Regular Withdrawal Plan

Regular Withdrawal Plan (RWP) is a smart investment option offered by Principal Mutual Fund. It gives investors the flexibility to draw the amount they need from their mutual fund investments at a regular frequency (e.g. monthly), by redeeming a certain number of units based on applicable Net Asset Values. The balance amount remains invested in the scheme and continues to earn returns for the investor. Unlike mutual fund dividends, which have to be paid from the profits of the scheme and therefore cannot be assured, investors can get fixed cash-flows using “Regular Withdrawal Plans”.

Regular Withdrawal Plan from Principal Equity Savings Fund is also more tax efficient than other fixed income options. Interest income from traditional fixed income schemes are taxed at the applicable tax rate of the investor. Long term capital gains of equity or equity oriented funds are tax free. So all withdrawals made from Principal Equity Savings Fund after a year from the date of investment are totally tax free. Further, all withdrawals made within one year from the date of investment, will be subject to 15% short term capital gains on the profits of the units redeemed within the one year period. So for investors in the 20% or 30% tax slabs, regular withdrawal plan from Principal Equity Savings Fund offers tax advantage versus traditional fixed income investments.
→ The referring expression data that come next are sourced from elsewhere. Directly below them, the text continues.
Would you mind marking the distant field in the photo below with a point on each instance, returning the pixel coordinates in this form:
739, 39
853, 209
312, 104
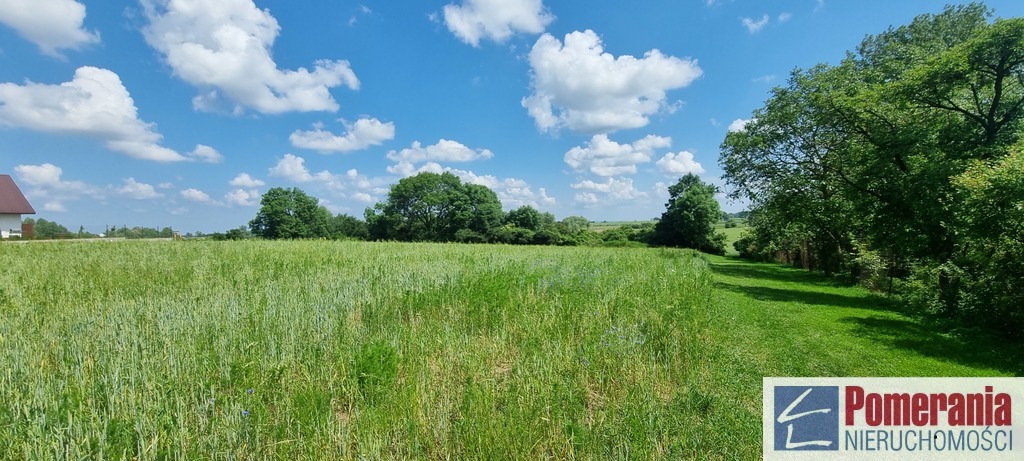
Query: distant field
608, 225
371, 350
A feature which makes Principal Equity Savings Fund more attractive than other products in the category is the zero exit load feature. Many investors are forced to postpone their withdrawals from their mutual funds by as much as a year or sometimes longer due to exit load. The zero exit load feature of Principal Equity Savings Fund offers investors the convenience of initiating their withdrawals at any point of time, as per their needs.

Conclusion

For long term investors with moderate risk appetite, Principal Equity Savings Fund has the potential to generate both income and capital appreciation. Investors can take advantage of Regular Withdrawal Plan to generate regular income. Investors should consult with their financial advisors if Principal Equity Savings Fund is suitable for their long term investment portfolios.

Mutual Fund Investments are subject to market risk, read all scheme related documents carefully.